ROBIN I did programming from quite a young age. I started with basic when I was sort of really quite young and then through my teenage years and through doing my A-levels, I did things like Visual basic when I came to university, I think I picked up Python a little bit, so I did geography at university and we weren’t taught programming as part of the course, but I picked up a little bit of that and then it was really in my Master’s and my PhD that I really got into Python. Before that, I’ve been using a language called IDA, which is a bit unusual these days. It’s sort of dual life, I guess in sort of Fortran and similar language is used quite a bit in the physics astronomy kind of community.

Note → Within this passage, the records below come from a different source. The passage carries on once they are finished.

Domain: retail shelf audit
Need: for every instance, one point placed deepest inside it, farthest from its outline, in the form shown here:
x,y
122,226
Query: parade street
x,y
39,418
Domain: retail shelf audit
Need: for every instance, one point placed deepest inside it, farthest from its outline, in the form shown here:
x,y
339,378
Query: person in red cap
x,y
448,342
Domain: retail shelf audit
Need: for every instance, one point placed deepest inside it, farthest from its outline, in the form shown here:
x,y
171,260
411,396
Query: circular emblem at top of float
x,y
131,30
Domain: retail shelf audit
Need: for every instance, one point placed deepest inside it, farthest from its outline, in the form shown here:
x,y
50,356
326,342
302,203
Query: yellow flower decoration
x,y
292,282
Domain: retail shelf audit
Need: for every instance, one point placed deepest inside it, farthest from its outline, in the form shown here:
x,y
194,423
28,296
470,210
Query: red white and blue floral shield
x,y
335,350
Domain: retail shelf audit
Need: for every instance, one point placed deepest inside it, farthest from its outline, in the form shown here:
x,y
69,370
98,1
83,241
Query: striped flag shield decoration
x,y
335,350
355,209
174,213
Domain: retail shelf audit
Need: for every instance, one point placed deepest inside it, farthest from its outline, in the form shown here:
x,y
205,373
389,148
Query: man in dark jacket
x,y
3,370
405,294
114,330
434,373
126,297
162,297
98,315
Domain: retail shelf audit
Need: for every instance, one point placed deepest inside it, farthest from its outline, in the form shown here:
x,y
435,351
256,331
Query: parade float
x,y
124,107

But then I realised that Python could do nearly all of that and more and has a wide range of libraries and so on. So moved over to Python and that’s what I spend 90% of of my time in these days.

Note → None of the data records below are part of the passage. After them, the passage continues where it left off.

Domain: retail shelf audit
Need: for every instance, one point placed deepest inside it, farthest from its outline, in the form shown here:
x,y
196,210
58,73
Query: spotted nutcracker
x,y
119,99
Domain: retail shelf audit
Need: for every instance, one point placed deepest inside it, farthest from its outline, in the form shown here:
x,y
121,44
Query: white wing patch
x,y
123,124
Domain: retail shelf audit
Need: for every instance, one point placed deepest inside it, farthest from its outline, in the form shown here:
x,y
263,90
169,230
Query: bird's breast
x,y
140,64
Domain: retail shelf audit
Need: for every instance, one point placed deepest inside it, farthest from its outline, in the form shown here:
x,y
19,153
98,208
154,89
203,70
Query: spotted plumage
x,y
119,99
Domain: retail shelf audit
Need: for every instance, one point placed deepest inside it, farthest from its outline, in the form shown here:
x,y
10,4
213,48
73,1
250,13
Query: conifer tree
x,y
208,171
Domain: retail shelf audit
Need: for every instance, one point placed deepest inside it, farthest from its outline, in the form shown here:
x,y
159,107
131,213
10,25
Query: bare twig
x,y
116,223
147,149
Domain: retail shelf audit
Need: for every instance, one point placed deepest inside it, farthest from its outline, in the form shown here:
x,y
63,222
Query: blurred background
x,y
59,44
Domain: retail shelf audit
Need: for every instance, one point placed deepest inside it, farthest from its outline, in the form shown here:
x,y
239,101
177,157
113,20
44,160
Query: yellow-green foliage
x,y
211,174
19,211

PETER Is that Python version two that you started using then?
ROBIN Yeah. I would have started with version two. Yeah. 2.7 I think I was when 60.7 was, was what I started with many years ago. But now I’m entirely Python three. Although the transition was rather painful, I must admit.
PETER I wanted to talk a little bit about that. Transitions, because I think there was quite a seismic shift was made between Python two and Python three.
ROBIN Yes. And it was particularly tricky for scientific software
PETER Why?
ROBIN when you have scientific software in Python, it’s all built on a massive hierarchy of Python modules and sitting at the base python itself and then you’ve got modules like numpy and scipy, a matplot, which is kind of the key scientific python libraries for handling arrays and and doing basic operations and things. Everyone had to wait for those to get upgraded to Python three. And then when those were upgraded to Python three, you then had to wait for the next level of modules and the next level of modules. And you have so many dependencies built upon dependencies that if you’re using some kind of satellite imaging module that the library that’s got various functions that might be useful to you, you find it’s based on about eight of these different libraries and you’ve got to wait for all of them to be ready for Python three before you can get that final one ready for Python three. So it was kind of a an iterative process and took a while.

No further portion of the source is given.